Friday, 28 August 2009

Trinity Poster

OMG my mac just died because I had inDesign open! This had better not be the demise of the Maccy King! Time to buy a hard disk drive methinks! Well this is the poster I designed to showcase my new Trinity typeface. I wanted to add a texture to the background but considering it made my mac die, I decided just to export it and be done with it:

trinityposter
I think, from carrying out this little experiment, that I'm not actually that interested in creating my own fonts. I prefer to use what has already been created by professionals. I like editing already made fonts but creating one from scratch is too much hassle. This experiment took a bit of time and it doesn't even look that good. I work better with body copy and so that is what I shall stick with.

Trinity

Here is the font I made! This was the first version:
trinityversion1
After I looked at all the characters together I decided some didn't fit that well and were too linear instead of geometric. Things like the b, d, and y were far too pointy and had different thickness of line. I needed to make them look a bit more rounded. This is the final version:
trinityversion2
Not bad for my first attempt at making a font, not involving marshmallows (good times on art foundation!). Still not happy with the b though... any suggestions?

Thursday, 27 August 2009

Triangles

Here is a really rough sketch of how I want the characters in my font to look. I based it on basic geometric shapes - squares, rectangles, circles and triangles. I don't think I've seen a font that uses triangles as counters before so that is what I tried to achieve. On some letters this was a bit hard considering I want the font to be somewhat legible but I think it has potential. I decided to call it Trinity because the triangular counters are an important feature of the typeface.

trinitysketch

Monday, 10 August 2009

Red Update

Here are the final spreads for my red journal 'When In Doubt Wear Red'. It was nice to do some illustration for a change and something that was a bit free-er than some commercial/competition briefs. I think I prefer doing something with more restrictive guidelines however, so the next thing I do will probably be more corporate. Anyhow, here are the spreads:
whenindoubt2
whenindoubt3
whenindoubt4
whenindoubt5
whenindoubt6
whenindoubt7

Tuesday, 4 August 2009

When In Doubt Wear Red

I've decided to call my red journal 'When In Doubt Wear Red', which is a quote by fashion designer Bill Blass. I'm still working on it but here are the front cover + spine and my 'In The Company Of Wolves' spread. I think the white looks a bit stark, gonna try a colour or texture to represent a nicer stock.

Picture 1
Picture 2

Monday, 3 August 2009

In The Company Of Wolves

So I just spent a couple of hours drawing out my interpretation of Little Red Riding Hood. I'm going to experiment with this in a dps later accopanied either by a line from or the entire Angela Carter story 'In The Company Of Wolves'.

littlered

For once I don't think this is actually that bad! Is it possible I'm getting better at illustration?! :O

Red, Green, Blue

So the first brief that I'm starting work on is called Red, Green, Blue from ISTD 2005.

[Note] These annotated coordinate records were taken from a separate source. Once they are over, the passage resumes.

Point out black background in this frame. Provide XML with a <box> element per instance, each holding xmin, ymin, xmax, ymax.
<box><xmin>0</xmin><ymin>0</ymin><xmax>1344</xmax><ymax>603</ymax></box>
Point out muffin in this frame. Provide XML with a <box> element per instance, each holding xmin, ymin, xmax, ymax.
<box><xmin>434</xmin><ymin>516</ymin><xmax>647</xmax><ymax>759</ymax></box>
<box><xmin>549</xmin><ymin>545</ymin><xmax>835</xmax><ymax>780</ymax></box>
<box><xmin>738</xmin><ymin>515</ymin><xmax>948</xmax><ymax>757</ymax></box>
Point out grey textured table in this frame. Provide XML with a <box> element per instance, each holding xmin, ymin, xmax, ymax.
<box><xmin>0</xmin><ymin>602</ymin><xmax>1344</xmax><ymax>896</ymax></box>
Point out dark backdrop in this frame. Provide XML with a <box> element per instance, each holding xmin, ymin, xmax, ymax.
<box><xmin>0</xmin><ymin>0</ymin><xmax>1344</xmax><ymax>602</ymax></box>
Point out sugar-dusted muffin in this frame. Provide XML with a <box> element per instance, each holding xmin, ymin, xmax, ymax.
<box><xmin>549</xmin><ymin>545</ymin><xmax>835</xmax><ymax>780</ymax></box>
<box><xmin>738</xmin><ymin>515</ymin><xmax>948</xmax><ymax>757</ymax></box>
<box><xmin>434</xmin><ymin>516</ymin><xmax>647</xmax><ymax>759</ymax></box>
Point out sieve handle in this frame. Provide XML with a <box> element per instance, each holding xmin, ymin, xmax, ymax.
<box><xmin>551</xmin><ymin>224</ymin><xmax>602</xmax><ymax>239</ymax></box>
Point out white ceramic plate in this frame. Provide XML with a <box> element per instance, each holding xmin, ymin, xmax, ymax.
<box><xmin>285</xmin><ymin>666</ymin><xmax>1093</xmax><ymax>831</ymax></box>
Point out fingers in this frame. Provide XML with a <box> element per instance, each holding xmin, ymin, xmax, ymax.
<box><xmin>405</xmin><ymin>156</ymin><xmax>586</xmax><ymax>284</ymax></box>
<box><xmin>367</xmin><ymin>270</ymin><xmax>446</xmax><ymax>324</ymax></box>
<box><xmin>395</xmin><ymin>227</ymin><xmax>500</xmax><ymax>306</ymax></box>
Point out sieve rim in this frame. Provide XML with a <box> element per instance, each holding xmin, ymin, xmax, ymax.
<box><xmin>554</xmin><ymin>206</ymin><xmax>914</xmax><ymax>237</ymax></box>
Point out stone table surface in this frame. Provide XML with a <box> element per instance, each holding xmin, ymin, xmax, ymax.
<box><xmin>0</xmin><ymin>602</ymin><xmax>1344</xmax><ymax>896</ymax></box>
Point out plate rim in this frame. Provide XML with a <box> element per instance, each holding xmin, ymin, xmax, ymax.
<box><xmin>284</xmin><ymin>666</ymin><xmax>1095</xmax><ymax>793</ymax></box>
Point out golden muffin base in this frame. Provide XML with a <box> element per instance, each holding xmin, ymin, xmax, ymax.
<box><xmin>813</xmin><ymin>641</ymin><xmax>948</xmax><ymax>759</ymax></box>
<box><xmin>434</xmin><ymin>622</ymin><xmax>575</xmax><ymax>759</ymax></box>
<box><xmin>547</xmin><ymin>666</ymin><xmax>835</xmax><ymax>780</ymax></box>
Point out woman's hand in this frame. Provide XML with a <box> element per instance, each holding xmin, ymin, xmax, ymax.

Colours are very emotive and offer a wealth of opportunities for research. Red can conjure up images of Father Christmas, postboxes and Manchester United; green of envy, The Incredible Hulk and grass; and blue conjures up images of sky, denim and ink—or do they? Where you live, your interests, beliefs, politics and your cultural background will offer a wide variation of associations with each colour or their
combinations.

Using red, green, blue as a starting point for in-depth research and brainstorming, develop a theme and format for a journal. While using the term ‘journal’ we would urge you to consider it in the broadest terms. The journal will be published as a limited edition in three parts. Each part will combine a series of texts and images based upon one of the colours. Each edition will be printed in two colours – black and red, black and green or black and blue. While this may initially seem to limit your design opportunities, a generous production budget allows you to exercise the imaginative use of materials, print production and finishing methods that should help make the journal a highly sought after, collectors’ item.

Underpinning the aesthetic and tactile opportunities of the journal is the typographic interpretation of the colour. This will require incorporation of at least 1,000 words of text matter and associated imagery. The text matter should visualise your expression of a hierarchy of information and typographic functions. This will additionally be detailed in the typographic specifications.


I have decided to work on the red and black issue using a magazine format. The content will be based on colour and not any other theme. I plan to use a mixture of typography, photography and illustration to complete this brief as the colour red can be interpreted in any of these formats. I think the work will still be word driven considering this is an ISTD brief but it will be very visual - using poems, lyrics and sayings - as opposed to lengthy blocks of copy. The target audience is other designers so it needs to have lots of visual impact. I think this project relates well to the print project that we did at the beginning of year two. Mono, duo and halftones of red and black as well as layout are what will bring the pieces together as one body of work. The brief says to do a front & back cover and a minimum of four double page spreads. Lets see how I go!

I've already brainstormed and collected some research so I think its just a matter of getting on with individual pieces and then bringing them together in a magazine format. Currently thinking of doing some illustrations of famous red heads hehe.